FS: It is not impossible, but it would most likely mean that you are not using the appropriate statistical method and/or that the quality of your data is inferior, meaning that they contain more noise than signal. As a matter of fact, in order to find out whether a statistical method is well adapted to a particular data-set – for example, data gathered from a micro-array experiment – we sometimes include some nonsense expression data (highly deviating from the expression data in this particular experimental setting) and then redo the analysis, to see whether indeed the algorithm can discriminate between statistically significant versus statistically insignificant.
– One has to be cautious.
FS: Absolutely. Too many scientists are still blindly using some algorithm, which makes them happy with their results as soon as a significant P value is attached to them. I cannot stress this enough: complex data gathering in the field of Life Sciences is prone to errors and researchers have to be aware of that. They should scrutinize their data and be skeptical about them. Keep in mind that, for example, a pathway analysis performed on transcriptome data will nearly always return you a list of genes. And an analysis can be very misleading if the quality of your raw data was inferior from the very beginning. One should never forget: “garbage comes in, garbage goes out”.
– And providing a misleading list of genes, that often is meant to be the focus for many researchers in a team.
FS: Exactly. You know, the human brain is really good at detecting patterns. If I show a list of 50 randomly chosen genes to a PI and tell him that they are the result of a transcriptome profiling experiment in his field, chances stand not bad the he will start to see connections that make sense to him. And I am not different: our grey matter has evolved to detect patterns.
– Evolutionary collateral damage for the interpretation of gene expression data.
FS: (laughs) That would be one way of putting it. But it clearly illustrates the importance of the design and the set-up of a complex data gathering experiment, including the need for negative controls. Bad experimental design and/or sloppy data analysis can put an entire research team on a wrong foot.
A look into the future
– Do you expect big developments for the future, in your field?

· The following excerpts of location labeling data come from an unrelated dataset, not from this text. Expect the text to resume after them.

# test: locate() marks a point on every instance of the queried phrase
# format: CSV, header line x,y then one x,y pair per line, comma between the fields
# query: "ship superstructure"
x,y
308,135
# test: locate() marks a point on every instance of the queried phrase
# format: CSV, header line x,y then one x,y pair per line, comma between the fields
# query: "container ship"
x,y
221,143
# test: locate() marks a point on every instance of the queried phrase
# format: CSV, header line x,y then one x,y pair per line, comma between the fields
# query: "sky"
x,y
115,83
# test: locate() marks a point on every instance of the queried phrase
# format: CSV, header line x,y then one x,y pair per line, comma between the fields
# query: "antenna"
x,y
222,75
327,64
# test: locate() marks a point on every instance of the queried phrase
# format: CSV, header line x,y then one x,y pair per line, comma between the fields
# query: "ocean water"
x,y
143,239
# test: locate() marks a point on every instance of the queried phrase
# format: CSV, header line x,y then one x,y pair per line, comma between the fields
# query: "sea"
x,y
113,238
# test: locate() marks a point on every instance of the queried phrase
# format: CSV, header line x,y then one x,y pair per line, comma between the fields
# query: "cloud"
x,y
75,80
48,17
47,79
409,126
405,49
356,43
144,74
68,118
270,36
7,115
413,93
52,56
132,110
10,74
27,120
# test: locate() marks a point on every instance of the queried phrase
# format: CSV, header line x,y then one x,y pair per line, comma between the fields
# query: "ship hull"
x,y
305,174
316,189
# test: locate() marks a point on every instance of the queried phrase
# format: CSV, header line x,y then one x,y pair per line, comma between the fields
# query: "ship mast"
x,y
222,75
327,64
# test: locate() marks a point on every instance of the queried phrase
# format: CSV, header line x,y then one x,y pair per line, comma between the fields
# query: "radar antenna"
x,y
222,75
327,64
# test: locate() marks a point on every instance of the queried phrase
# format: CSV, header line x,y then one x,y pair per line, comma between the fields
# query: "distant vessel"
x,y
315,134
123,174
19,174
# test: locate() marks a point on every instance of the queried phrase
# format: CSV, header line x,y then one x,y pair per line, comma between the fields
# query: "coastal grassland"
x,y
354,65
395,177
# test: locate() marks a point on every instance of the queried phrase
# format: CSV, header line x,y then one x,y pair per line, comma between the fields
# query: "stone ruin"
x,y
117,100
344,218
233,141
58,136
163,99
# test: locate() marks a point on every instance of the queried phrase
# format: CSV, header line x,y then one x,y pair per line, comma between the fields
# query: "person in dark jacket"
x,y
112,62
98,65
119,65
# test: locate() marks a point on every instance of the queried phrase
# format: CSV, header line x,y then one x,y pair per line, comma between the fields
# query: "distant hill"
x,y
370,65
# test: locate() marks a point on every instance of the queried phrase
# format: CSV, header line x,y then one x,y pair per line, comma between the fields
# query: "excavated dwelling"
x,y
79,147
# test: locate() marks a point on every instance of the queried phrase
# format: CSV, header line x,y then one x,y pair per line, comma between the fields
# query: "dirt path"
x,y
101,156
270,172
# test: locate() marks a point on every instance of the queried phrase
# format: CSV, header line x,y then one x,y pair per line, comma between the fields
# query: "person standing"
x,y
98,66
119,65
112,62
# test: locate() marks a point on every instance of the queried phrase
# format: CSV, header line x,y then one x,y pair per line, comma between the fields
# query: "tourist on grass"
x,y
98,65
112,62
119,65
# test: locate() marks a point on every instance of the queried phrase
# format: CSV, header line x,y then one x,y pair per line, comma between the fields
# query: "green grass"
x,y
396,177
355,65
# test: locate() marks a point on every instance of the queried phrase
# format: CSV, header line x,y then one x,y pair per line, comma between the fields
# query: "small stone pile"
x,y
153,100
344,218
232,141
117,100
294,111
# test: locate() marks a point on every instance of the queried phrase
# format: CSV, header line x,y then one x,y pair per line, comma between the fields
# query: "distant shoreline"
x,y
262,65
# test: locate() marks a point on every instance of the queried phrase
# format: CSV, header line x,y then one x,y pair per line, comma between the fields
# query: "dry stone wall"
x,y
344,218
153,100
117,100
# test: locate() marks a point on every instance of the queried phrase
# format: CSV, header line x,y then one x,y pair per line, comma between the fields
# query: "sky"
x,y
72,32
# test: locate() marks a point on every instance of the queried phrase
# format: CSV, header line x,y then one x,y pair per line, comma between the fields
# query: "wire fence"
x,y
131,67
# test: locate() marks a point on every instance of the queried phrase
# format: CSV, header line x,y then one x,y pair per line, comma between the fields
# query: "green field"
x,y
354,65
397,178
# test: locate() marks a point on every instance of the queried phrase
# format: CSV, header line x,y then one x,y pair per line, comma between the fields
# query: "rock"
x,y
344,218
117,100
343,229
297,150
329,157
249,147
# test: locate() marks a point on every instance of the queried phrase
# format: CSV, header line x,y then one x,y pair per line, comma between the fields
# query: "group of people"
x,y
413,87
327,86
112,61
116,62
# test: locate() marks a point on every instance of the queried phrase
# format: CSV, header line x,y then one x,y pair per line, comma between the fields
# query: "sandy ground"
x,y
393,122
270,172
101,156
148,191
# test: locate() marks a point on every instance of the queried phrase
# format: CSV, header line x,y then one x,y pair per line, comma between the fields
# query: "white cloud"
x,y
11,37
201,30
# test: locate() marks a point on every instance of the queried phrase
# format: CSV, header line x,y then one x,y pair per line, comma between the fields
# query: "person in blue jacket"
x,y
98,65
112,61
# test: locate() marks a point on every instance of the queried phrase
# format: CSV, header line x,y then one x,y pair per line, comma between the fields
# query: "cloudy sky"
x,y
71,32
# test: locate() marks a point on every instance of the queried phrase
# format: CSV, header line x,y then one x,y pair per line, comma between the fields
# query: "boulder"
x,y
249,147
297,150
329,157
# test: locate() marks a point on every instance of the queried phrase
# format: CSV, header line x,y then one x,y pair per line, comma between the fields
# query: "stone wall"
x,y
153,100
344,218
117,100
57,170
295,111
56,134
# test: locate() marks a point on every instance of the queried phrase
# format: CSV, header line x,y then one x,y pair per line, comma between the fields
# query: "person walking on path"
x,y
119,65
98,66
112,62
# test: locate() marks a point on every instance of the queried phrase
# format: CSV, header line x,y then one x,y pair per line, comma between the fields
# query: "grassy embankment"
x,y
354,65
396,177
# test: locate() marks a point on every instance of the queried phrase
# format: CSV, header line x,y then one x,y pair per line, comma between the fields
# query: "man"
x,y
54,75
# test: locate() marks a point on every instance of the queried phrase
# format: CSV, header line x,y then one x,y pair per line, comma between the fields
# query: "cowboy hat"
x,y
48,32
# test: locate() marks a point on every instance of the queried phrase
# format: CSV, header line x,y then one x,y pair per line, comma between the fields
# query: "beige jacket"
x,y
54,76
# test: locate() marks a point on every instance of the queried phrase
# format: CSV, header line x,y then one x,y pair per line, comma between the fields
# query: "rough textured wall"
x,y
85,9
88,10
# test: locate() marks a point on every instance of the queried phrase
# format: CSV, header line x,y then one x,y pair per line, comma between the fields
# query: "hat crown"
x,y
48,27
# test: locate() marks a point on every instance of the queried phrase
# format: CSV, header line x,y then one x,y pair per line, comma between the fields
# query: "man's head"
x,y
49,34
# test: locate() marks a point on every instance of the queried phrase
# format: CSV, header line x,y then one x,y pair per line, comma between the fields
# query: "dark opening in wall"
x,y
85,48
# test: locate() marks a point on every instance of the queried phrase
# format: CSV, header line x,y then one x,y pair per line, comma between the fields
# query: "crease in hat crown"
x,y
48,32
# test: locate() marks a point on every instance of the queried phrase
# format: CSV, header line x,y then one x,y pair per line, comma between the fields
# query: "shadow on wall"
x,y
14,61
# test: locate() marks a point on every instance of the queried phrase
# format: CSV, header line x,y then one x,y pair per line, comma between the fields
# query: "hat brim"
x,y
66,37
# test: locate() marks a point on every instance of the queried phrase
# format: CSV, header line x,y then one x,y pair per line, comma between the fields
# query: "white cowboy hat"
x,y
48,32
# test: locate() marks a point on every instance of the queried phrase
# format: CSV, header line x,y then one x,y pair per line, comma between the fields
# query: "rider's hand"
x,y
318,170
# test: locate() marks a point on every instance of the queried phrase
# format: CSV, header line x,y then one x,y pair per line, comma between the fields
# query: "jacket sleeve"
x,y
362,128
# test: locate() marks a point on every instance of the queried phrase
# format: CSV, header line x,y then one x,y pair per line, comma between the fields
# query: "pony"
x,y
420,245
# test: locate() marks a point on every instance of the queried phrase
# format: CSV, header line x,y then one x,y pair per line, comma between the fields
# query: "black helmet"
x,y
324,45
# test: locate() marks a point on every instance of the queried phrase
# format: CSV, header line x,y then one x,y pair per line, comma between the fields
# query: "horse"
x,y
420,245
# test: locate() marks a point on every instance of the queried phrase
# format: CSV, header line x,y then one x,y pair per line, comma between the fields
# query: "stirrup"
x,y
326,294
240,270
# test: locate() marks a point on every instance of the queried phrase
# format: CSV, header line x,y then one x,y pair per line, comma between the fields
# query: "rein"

FS: My answer is no, certainly not in the same way as high-throughput sequencing has constituted a paradigm shift in genomics. Changes in the field of biostatistics will be most likely more gradual. Probably, a key concept for the future is “data integration”, like for example integrating expression data from massive sequencing with proteomics data from the same experimental setting. This is also a trend that will be seen in more clinically oriented research: scientists will want to integrate sequencing data and expression data with 30 different physiological or clinical parameters (when dealing with patients, for example). So, I do not expect a dramatic increase in the size of the data – they will most probably still fit on my USB key – but I foresee the generation of more heterogeneous data, which have to be matched with each other and integrated, and this will obviously impose additional challenges in bioinformatics and biostatistics.